Quand un phénomène de société fait contre lui l’unanimité de la « bien-pensance » tunisienne, il devient digne d’intérêt. C’est le cas de Rabiye Bouden, que beaucoup ont découvert ces derniers jours. Il s’agit d’un monsieur, Tunisien vivant en Allemagne, qui fait des vidéos sur Youtube dans lesquelles il raconte à peu près n’importe quoi mais sur un ton qui fait rire beaucoup de gens.

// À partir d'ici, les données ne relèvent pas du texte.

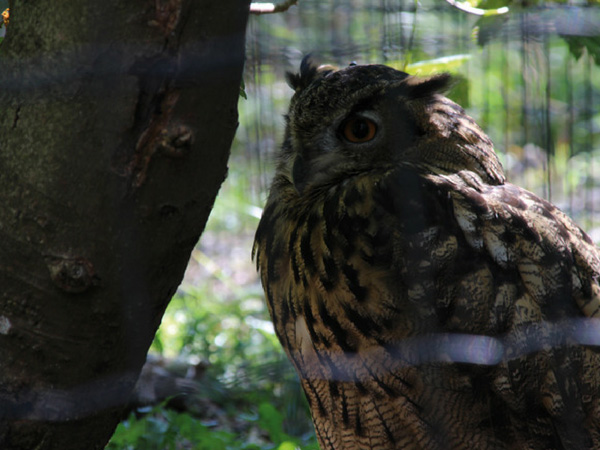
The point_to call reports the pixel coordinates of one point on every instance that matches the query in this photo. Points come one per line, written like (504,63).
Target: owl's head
(372,117)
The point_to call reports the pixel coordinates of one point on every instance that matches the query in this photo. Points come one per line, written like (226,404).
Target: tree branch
(271,8)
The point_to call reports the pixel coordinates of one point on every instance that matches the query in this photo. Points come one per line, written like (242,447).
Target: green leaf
(271,421)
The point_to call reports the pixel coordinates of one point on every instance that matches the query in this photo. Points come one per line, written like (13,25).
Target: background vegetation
(530,78)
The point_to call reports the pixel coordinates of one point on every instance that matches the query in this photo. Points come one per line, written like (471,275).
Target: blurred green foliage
(535,96)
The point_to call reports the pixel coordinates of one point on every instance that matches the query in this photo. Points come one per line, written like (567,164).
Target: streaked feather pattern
(425,303)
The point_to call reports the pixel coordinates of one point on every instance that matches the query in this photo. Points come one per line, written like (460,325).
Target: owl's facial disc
(357,129)
(343,146)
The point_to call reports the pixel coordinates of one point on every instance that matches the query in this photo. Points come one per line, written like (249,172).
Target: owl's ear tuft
(425,87)
(309,71)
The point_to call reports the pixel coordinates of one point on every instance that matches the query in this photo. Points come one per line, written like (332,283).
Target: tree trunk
(116,119)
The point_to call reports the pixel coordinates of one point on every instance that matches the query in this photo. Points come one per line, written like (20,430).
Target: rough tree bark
(116,119)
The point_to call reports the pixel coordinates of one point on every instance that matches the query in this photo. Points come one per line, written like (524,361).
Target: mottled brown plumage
(425,303)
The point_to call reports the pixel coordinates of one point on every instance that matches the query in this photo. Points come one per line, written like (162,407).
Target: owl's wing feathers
(554,258)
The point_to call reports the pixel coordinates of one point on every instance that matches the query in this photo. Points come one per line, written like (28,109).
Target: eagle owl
(424,302)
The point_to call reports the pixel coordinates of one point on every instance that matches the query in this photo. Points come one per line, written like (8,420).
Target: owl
(425,302)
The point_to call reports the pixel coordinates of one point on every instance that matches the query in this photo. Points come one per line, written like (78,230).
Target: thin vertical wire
(589,140)
(549,144)
(570,124)
(505,90)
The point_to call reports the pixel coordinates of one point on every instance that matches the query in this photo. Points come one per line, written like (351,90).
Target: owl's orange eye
(359,130)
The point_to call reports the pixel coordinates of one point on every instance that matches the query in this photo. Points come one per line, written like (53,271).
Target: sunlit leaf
(443,64)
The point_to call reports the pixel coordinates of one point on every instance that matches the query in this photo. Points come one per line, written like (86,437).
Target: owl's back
(434,310)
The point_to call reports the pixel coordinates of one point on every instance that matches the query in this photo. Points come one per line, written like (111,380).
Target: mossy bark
(116,119)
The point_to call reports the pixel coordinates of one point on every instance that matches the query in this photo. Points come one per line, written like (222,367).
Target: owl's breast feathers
(434,311)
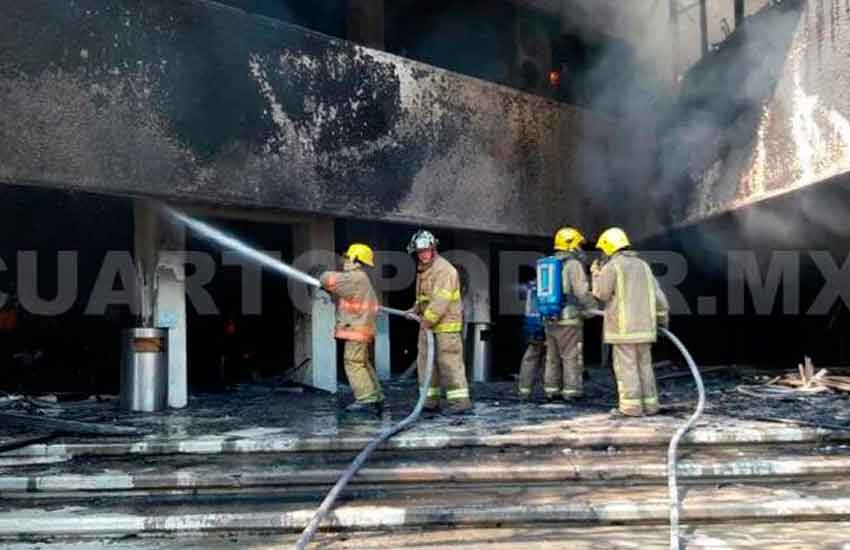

Justement, une partie de ses fans était allée le recevoir à l’aéroport Tunis-Carthage. Et c’est là qu’une certaine catégorie de gens a commencé à s’en émouvoir. Les insultes et les dénigrements ont fusé de toute part pour dire à quel point cette jeunesse tunisienne n’avait rien dans le crâne, ne connaissait pas les vraies priorités et l’on s’étonnait de l’amour que ces jeunes ont pour ce youtubeur. Les starlettes de l’entre-soi tunisois rivalisaient de formules pimpantes pour s’indigner de ce phénomène et s’en prendre aux jeunes, aux fans.
Que Bouden soit un personnage qui ne plaise pas à tout le monde, c’est normal. Que plusieurs personnes le prennent tour à tour pour un escroc ou pour un simple d’esprit, cela peut se concevoir. Mais s’en prendre aux personnes qui étaient à l’aéroport est d’une incommensurable bêtise.
Une bêtise qui montre, si besoin était, le fossé qui sépare le peuple de ceux qui se prennent pour son élite. Un fossé que cette pseudo-élite ne semble pas prête à combler, elle s’évertue même à le creuser davantage par son entêtement à refuser de voir la réalité des choses. Elle se recroqueville sur ses acquis de peur de les voir chamboulés par des gens qui n’habitent pas là où il faudrait pour fréquenter les bons cercles…
Les jeunes qui sont allés recevoir Rabiye Bouden à l’aéroport ne sont ni débiles, ni limités. Ils ont juste trouvé quelqu’un qui parle leur langue, quelqu’un qui se contente d’évoquer son quotidien à sa manière. Il s’agit d’une personne simple, qui parle simplement, qui ne se prend pas la tête et qui s’assume tel qu’elle est. Autant de qualités que nos jeunes ne trouvent plus ailleurs. C’est en cela que Bouden a joué le rôle de révélateur du mal d’une jeunesse que plus rien ne représente.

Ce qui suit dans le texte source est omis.